“Haklarımızı İstiyoruz, Almaya Geliyoruz” kampanyası
bileşenleri tarafından işçi sınıfının durumu ve
sınıf örgütlülüğü üzerine bir forum düzenlendi.
Forum, 23 Ekim 2005 Pazar günü Okmeydanı Mercan
Düğün Salonu’nda, saat 13.00’da başladı. Konuşanlara
geçilmeden önce işçi sınıfı mücadelesi ve sosyalizm
için şehit düşenler için bir dakikalık saygı duruşu
yapıldı.
Sahneye “Güvenceli İş Hakkımızı İstiyoruz” pankartının
asıldığı forum, iki bölümde yapıldı. İlk bölümde
güvencesizlerin mücadele ve örgütlenme süreçlerine
bakışı tartışıldı. Bu bölümde sırasıyla Volkan
Yaraşır, Hakan Koçak, Yüksel Akkaya söz hakkı
aldı.
İkinci bölümde ise, işsizlerin ve güvencesizlerin
örgütlenmesi için ne yapmalı, Türkiye’den örgütlenme
deneyimleri ve perspektifleri üzerine de Dayanışmaevleri,
Dayanışma Sendikası, Emek Çalışmaları Merkezi,
Halk Kültür Merkezleri, İşçi Evleri, İşçilerin
Mücadele Birliği, Mayıs’ta Yaşam Kooperatifi temsilcileri
birer sunum gerçekleştirdi.
Forumun ilk konuşmasını Volkan Yaraşır yaptı.

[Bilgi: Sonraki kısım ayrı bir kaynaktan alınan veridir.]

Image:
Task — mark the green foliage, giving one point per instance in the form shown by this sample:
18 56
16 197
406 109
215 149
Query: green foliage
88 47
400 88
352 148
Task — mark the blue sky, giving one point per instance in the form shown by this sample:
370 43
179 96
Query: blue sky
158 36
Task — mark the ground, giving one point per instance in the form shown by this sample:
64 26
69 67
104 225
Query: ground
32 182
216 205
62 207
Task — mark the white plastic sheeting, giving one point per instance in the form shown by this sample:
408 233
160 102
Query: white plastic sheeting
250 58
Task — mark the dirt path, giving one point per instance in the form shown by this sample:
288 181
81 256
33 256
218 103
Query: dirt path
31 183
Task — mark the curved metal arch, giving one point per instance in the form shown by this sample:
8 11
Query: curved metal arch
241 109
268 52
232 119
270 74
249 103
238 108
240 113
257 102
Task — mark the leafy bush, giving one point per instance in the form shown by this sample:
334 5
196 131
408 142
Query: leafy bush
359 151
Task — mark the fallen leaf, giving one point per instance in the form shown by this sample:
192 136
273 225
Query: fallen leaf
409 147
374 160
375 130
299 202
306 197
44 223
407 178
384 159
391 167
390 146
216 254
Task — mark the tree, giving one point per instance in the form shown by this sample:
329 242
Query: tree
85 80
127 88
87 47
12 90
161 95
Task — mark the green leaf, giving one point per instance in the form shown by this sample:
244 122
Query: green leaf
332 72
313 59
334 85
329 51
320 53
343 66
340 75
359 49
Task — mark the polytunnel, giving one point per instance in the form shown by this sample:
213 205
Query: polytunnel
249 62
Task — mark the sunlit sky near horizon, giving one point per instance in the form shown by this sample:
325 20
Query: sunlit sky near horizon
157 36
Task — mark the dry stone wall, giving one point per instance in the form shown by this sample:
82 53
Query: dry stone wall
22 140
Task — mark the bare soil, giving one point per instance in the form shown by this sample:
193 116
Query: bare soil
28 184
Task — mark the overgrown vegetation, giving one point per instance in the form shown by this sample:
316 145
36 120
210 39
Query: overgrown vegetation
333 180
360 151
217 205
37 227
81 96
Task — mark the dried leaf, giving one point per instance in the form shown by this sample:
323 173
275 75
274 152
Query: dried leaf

İşçilerin tek başına bir su damlacığını andırdığını
ama işçilerin aynı zamanda bir sel olduğunu, çünkü
sellerin de küçük bir su damlacığından meydana
geldiğini belirtti. Selin yıkıcı bir güç olduğundan
yola çıkarak işçi sınıfının da aynı basınca sahip
olduğunu söyledi. Bunun da işçi sınıfına sel olması
gerektiğini hatırlatmaktan geçtiğini söyledi.
Volkan Yaraşır, İşçi sınıfıyla girilen ilişkilerde
önemli olan olgunun işçinin kimliğini ve gücünü
anlatmak olduğunu belirtti.
Volkan Yaraşır’dan sonra sözü Hakan Koçak aldı.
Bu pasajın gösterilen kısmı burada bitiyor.